Fast simhash calculation using numpy
jcushman opened this issue · comments
I'm just opening this for documentation / FYI, since I previously sent a pull request on optimizations (#48) -- feel free to close. :)
It is possible to calculate simhashes about 10 times as fast with a dependency on numpy.

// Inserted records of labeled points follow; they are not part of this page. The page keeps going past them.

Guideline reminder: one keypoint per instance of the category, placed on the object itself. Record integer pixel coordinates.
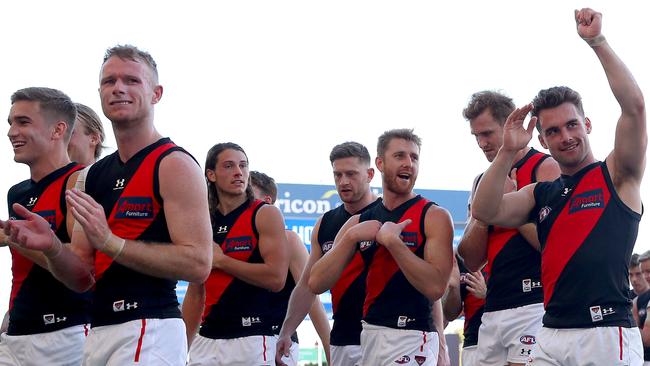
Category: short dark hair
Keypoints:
(54, 105)
(400, 133)
(265, 184)
(499, 105)
(553, 97)
(210, 163)
(350, 149)
(133, 53)
(91, 124)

Here's a simple example:
import numpy as np
import hashlib
import simhash
def hashfunc(obj):
return hashlib.md5(obj.encode('utf8')).digest()[-8:]
def np_simhash(features):
bytestring = b''.join(hashfunc(f) * w for f, w in features)
bitarray = np.unpackbits(np.frombuffer(bytestring, dtype='>B'))

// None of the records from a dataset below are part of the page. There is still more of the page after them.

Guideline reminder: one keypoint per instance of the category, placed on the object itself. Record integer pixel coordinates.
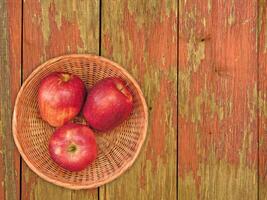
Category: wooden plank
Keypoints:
(142, 37)
(262, 45)
(10, 64)
(217, 121)
(53, 28)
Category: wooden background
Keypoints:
(141, 35)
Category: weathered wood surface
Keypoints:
(218, 96)
(52, 28)
(262, 100)
(142, 37)
(10, 60)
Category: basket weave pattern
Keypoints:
(117, 149)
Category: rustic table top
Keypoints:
(142, 37)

rows = np.reshape(bitarray, (-1, 64))
sums = np.sum(rows, 0)
return int.from_bytes(np.packbits(sums > len(features) // 2).tobytes(), "big")

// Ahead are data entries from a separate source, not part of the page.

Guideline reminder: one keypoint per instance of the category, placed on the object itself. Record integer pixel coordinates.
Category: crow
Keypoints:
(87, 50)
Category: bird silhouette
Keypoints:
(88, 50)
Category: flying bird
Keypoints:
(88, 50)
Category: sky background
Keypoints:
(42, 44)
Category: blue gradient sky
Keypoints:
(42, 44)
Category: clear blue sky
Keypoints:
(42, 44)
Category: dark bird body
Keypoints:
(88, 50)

features = [("foo", 1), ("bar", 2)]
assert np_simhash(features) == simhash.Simhash(features).value
This runs about 10 times as fast in my testing (using randomly generated documents of a few hundred tokens, and also real-life text documents in 3-word shingles). With this implementation the underlying hash function becomes the bottleneck, instead of bit counting being the bottleneck as it currently is.
This might not be a good fit for this library, because of the dependency on numpy. My simple example would also need a little tweaking to keep the API of the current library; and it might want to do the summing in batches to avoid using too much RAM; and it would need some sort of fallback for large weights where * w
is a bad idea. But I wanted to share in case the speedup is of interest.